You are viewing a plain text version of this content. The canonical link for it is here.
Posted to common-user@hadoop.apache.org by jamborta <ja...@gmail.com> on 2010/05/05 00:54:14 UTC
new to hadoop
Hi,
I am tring to set up a small hadoop cluster with 6 machines. the problem I
have now is that if I set the memory allocated to a task low (e.g -Xmx512m)
the application does not run, if I set it higher some machines in the
cluster only have not got too much memory (1 or 2GB) and when the
computation gets intensive hadoop create so many jobs and send them to these
weaker machines, which brings the whole cluster down.
my question is whether it is possible to specify -Xmx for each machine in
the cluster and specify how many task can run on a machine. or what is the
optimal setting in this situation?
thanks for your help
Tom
--
View this message in context: http://old.nabble.com/new-to-hadoop-tp28454028p28454028.html
Sent from the Hadoop core-user mailing list archive at Nabble.com.
Re: new to hadoop
Posted by Tamas Jambor <ja...@googlemail.com>.
great. thank you.
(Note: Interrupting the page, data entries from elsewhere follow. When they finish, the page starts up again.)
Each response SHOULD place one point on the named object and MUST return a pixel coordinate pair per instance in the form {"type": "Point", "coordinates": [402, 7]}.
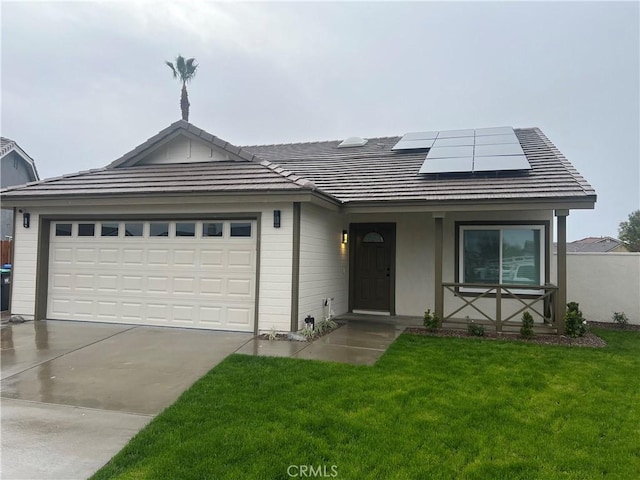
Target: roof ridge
{"type": "Point", "coordinates": [218, 142]}
{"type": "Point", "coordinates": [314, 142]}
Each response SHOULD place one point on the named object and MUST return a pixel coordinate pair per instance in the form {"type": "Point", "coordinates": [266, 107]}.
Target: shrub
{"type": "Point", "coordinates": [526, 330]}
{"type": "Point", "coordinates": [308, 333]}
{"type": "Point", "coordinates": [325, 326]}
{"type": "Point", "coordinates": [273, 333]}
{"type": "Point", "coordinates": [621, 319]}
{"type": "Point", "coordinates": [431, 321]}
{"type": "Point", "coordinates": [574, 323]}
{"type": "Point", "coordinates": [475, 330]}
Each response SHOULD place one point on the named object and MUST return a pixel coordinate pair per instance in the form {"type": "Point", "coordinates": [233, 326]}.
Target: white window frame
{"type": "Point", "coordinates": [500, 227]}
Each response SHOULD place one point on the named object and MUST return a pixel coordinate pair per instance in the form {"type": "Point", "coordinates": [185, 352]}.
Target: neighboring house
{"type": "Point", "coordinates": [597, 244]}
{"type": "Point", "coordinates": [16, 168]}
{"type": "Point", "coordinates": [189, 230]}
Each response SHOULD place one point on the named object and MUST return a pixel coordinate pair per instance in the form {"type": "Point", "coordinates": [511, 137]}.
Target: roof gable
{"type": "Point", "coordinates": [181, 142]}
{"type": "Point", "coordinates": [7, 146]}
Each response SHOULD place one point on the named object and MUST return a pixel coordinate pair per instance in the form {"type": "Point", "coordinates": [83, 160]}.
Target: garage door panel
{"type": "Point", "coordinates": [62, 281]}
{"type": "Point", "coordinates": [108, 284]}
{"type": "Point", "coordinates": [132, 256]}
{"type": "Point", "coordinates": [62, 256]}
{"type": "Point", "coordinates": [211, 258]}
{"type": "Point", "coordinates": [109, 256]}
{"type": "Point", "coordinates": [184, 286]}
{"type": "Point", "coordinates": [211, 286]}
{"type": "Point", "coordinates": [84, 282]}
{"type": "Point", "coordinates": [202, 282]}
{"type": "Point", "coordinates": [107, 311]}
{"type": "Point", "coordinates": [132, 284]}
{"type": "Point", "coordinates": [239, 287]}
{"type": "Point", "coordinates": [85, 256]}
{"type": "Point", "coordinates": [186, 258]}
{"type": "Point", "coordinates": [158, 285]}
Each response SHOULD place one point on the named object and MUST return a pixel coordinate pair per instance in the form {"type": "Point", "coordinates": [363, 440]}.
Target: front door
{"type": "Point", "coordinates": [372, 267]}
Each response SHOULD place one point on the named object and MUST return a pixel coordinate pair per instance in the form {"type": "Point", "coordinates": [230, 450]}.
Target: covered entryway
{"type": "Point", "coordinates": [183, 273]}
{"type": "Point", "coordinates": [372, 265]}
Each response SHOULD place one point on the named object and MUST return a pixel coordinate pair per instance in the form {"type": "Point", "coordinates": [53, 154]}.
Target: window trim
{"type": "Point", "coordinates": [543, 226]}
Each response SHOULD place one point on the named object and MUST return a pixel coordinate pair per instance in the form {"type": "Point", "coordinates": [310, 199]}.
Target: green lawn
{"type": "Point", "coordinates": [430, 408]}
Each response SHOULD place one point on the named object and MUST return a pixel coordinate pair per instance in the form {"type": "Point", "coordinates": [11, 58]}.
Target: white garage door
{"type": "Point", "coordinates": [198, 274]}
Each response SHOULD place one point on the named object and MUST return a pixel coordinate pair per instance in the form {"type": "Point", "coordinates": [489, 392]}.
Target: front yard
{"type": "Point", "coordinates": [430, 408]}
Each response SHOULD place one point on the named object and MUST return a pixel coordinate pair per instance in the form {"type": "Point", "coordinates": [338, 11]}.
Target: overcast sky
{"type": "Point", "coordinates": [85, 82]}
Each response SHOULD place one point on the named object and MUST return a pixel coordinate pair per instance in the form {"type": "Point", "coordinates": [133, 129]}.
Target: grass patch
{"type": "Point", "coordinates": [430, 408]}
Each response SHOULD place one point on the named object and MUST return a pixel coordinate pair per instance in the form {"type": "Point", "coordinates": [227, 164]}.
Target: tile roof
{"type": "Point", "coordinates": [374, 172]}
{"type": "Point", "coordinates": [370, 173]}
{"type": "Point", "coordinates": [6, 145]}
{"type": "Point", "coordinates": [594, 244]}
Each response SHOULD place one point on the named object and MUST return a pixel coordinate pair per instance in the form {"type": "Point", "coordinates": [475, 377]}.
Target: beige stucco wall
{"type": "Point", "coordinates": [603, 283]}
{"type": "Point", "coordinates": [324, 263]}
{"type": "Point", "coordinates": [274, 305]}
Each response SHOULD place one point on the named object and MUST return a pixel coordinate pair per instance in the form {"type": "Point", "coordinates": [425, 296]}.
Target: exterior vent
{"type": "Point", "coordinates": [353, 142]}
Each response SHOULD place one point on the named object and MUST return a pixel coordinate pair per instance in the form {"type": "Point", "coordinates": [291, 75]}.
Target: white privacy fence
{"type": "Point", "coordinates": [604, 283]}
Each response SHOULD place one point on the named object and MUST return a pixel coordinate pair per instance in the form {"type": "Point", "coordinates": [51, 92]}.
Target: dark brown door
{"type": "Point", "coordinates": [373, 267]}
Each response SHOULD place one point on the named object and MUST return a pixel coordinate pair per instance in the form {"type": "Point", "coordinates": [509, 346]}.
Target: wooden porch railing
{"type": "Point", "coordinates": [527, 297]}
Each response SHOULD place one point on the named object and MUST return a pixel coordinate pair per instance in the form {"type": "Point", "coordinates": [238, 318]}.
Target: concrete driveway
{"type": "Point", "coordinates": [74, 393]}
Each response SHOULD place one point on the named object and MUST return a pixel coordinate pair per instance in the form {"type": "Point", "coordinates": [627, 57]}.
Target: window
{"type": "Point", "coordinates": [158, 229]}
{"type": "Point", "coordinates": [86, 229]}
{"type": "Point", "coordinates": [109, 230]}
{"type": "Point", "coordinates": [63, 229]}
{"type": "Point", "coordinates": [373, 237]}
{"type": "Point", "coordinates": [212, 229]}
{"type": "Point", "coordinates": [133, 229]}
{"type": "Point", "coordinates": [185, 229]}
{"type": "Point", "coordinates": [509, 254]}
{"type": "Point", "coordinates": [241, 229]}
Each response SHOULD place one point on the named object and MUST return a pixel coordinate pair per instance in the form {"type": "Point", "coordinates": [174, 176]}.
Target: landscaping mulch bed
{"type": "Point", "coordinates": [589, 340]}
{"type": "Point", "coordinates": [286, 337]}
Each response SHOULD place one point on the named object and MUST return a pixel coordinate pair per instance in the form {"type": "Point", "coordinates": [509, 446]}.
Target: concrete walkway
{"type": "Point", "coordinates": [361, 341]}
{"type": "Point", "coordinates": [74, 393]}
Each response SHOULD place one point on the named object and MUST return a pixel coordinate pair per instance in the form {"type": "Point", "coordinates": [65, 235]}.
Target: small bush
{"type": "Point", "coordinates": [526, 330]}
{"type": "Point", "coordinates": [475, 330]}
{"type": "Point", "coordinates": [308, 333]}
{"type": "Point", "coordinates": [621, 319]}
{"type": "Point", "coordinates": [431, 321]}
{"type": "Point", "coordinates": [574, 323]}
{"type": "Point", "coordinates": [273, 333]}
{"type": "Point", "coordinates": [325, 326]}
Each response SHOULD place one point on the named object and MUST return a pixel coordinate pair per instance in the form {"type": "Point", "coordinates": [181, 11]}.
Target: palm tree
{"type": "Point", "coordinates": [184, 70]}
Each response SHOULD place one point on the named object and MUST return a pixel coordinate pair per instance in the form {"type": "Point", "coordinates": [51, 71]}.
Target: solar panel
{"type": "Point", "coordinates": [447, 165]}
{"type": "Point", "coordinates": [500, 163]}
{"type": "Point", "coordinates": [419, 136]}
{"type": "Point", "coordinates": [413, 144]}
{"type": "Point", "coordinates": [456, 133]}
{"type": "Point", "coordinates": [451, 152]}
{"type": "Point", "coordinates": [453, 142]}
{"type": "Point", "coordinates": [496, 139]}
{"type": "Point", "coordinates": [502, 149]}
{"type": "Point", "coordinates": [493, 131]}
{"type": "Point", "coordinates": [467, 151]}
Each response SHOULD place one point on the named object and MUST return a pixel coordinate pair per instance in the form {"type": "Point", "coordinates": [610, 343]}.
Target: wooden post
{"type": "Point", "coordinates": [561, 297]}
{"type": "Point", "coordinates": [499, 309]}
{"type": "Point", "coordinates": [438, 254]}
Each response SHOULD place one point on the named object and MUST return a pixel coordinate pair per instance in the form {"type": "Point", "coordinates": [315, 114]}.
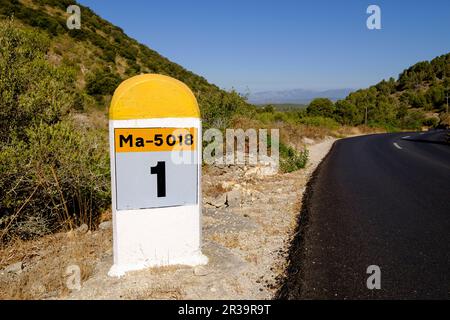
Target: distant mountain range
{"type": "Point", "coordinates": [296, 96]}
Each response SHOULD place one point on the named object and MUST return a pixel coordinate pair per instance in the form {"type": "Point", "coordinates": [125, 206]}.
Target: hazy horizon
{"type": "Point", "coordinates": [270, 46]}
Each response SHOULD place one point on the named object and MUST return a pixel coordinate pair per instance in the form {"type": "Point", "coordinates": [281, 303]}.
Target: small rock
{"type": "Point", "coordinates": [233, 198]}
{"type": "Point", "coordinates": [83, 228]}
{"type": "Point", "coordinates": [201, 271]}
{"type": "Point", "coordinates": [15, 268]}
{"type": "Point", "coordinates": [106, 225]}
{"type": "Point", "coordinates": [218, 201]}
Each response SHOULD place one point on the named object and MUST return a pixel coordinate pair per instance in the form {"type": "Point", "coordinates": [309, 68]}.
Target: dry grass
{"type": "Point", "coordinates": [229, 240]}
{"type": "Point", "coordinates": [45, 261]}
{"type": "Point", "coordinates": [158, 292]}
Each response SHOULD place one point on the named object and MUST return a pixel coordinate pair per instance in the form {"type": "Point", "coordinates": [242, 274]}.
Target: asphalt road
{"type": "Point", "coordinates": [380, 200]}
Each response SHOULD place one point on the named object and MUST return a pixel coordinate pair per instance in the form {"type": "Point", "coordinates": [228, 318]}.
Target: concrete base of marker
{"type": "Point", "coordinates": [156, 237]}
{"type": "Point", "coordinates": [196, 259]}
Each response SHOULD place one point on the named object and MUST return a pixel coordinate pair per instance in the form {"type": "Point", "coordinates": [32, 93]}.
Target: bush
{"type": "Point", "coordinates": [57, 177]}
{"type": "Point", "coordinates": [102, 83]}
{"type": "Point", "coordinates": [52, 173]}
{"type": "Point", "coordinates": [319, 122]}
{"type": "Point", "coordinates": [321, 107]}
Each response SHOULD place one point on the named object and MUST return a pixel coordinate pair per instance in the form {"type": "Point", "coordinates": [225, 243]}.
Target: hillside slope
{"type": "Point", "coordinates": [416, 98]}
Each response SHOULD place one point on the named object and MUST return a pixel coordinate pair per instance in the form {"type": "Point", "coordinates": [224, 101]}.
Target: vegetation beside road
{"type": "Point", "coordinates": [56, 85]}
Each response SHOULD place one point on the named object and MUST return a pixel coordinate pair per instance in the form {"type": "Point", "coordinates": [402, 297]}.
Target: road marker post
{"type": "Point", "coordinates": [155, 147]}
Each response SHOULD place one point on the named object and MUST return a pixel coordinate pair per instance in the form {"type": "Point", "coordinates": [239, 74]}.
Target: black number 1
{"type": "Point", "coordinates": [160, 171]}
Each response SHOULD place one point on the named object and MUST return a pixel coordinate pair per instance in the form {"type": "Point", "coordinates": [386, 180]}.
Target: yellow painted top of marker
{"type": "Point", "coordinates": [150, 96]}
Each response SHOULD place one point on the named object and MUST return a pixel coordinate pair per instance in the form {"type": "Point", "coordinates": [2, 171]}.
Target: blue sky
{"type": "Point", "coordinates": [285, 44]}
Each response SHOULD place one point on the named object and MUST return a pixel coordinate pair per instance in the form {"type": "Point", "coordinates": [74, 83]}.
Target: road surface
{"type": "Point", "coordinates": [379, 200]}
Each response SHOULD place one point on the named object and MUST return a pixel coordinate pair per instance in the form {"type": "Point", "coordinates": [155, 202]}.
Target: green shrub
{"type": "Point", "coordinates": [52, 172]}
{"type": "Point", "coordinates": [102, 83]}
{"type": "Point", "coordinates": [291, 159]}
{"type": "Point", "coordinates": [57, 177]}
{"type": "Point", "coordinates": [319, 122]}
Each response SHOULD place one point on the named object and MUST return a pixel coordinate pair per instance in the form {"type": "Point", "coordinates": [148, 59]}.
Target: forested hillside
{"type": "Point", "coordinates": [417, 98]}
{"type": "Point", "coordinates": [102, 55]}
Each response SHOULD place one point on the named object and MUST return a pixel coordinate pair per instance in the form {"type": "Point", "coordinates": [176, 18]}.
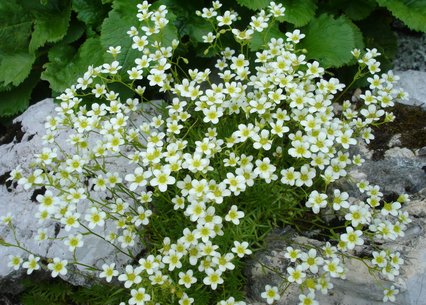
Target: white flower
{"type": "Point", "coordinates": [213, 278]}
{"type": "Point", "coordinates": [271, 294]}
{"type": "Point", "coordinates": [234, 215]}
{"type": "Point", "coordinates": [352, 238]}
{"type": "Point", "coordinates": [241, 248]}
{"type": "Point", "coordinates": [95, 218]}
{"type": "Point", "coordinates": [31, 264]}
{"type": "Point", "coordinates": [307, 299]}
{"type": "Point", "coordinates": [74, 241]}
{"type": "Point", "coordinates": [108, 272]}
{"type": "Point", "coordinates": [389, 294]}
{"type": "Point", "coordinates": [15, 262]}
{"type": "Point", "coordinates": [131, 276]}
{"type": "Point", "coordinates": [316, 201]}
{"type": "Point", "coordinates": [139, 297]}
{"type": "Point", "coordinates": [187, 278]}
{"type": "Point", "coordinates": [296, 274]}
{"type": "Point", "coordinates": [311, 261]}
{"type": "Point", "coordinates": [58, 266]}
I'll set it up that way.
Tom
On 05/05/2010 00:37, Ravi Phulari wrote:
> How much RAM ?
> With 6-8GB RAM you can go for 4 mappers and 2 reducers (this is my
> personal guess).
>
> -
> Ravi
>
> On 5/4/10 4:33 PM, "Tamas Jambor" <ja...@googlemail.com> wrote:
>
> thank you. so what would be the optimal setting for
> mapred.map.tasks and mapred.reduce.tasks, say, on a dual-core machine?
>
> Tom
>
> On 05/05/2010 00:12, Ravi Phulari wrote:
>
> Re: new to hadoop You can configure (conf/hadoop-env.sh)
> configuration files on each node to specify --Xmx values.
> You can use conf/mapred-site.xml to configure default mappers
> and reducers running on a node.
>
> <property>
> <name>mapred.map.tasks</name>
> <value>2</value>
> <description>The default number of map tasks per job.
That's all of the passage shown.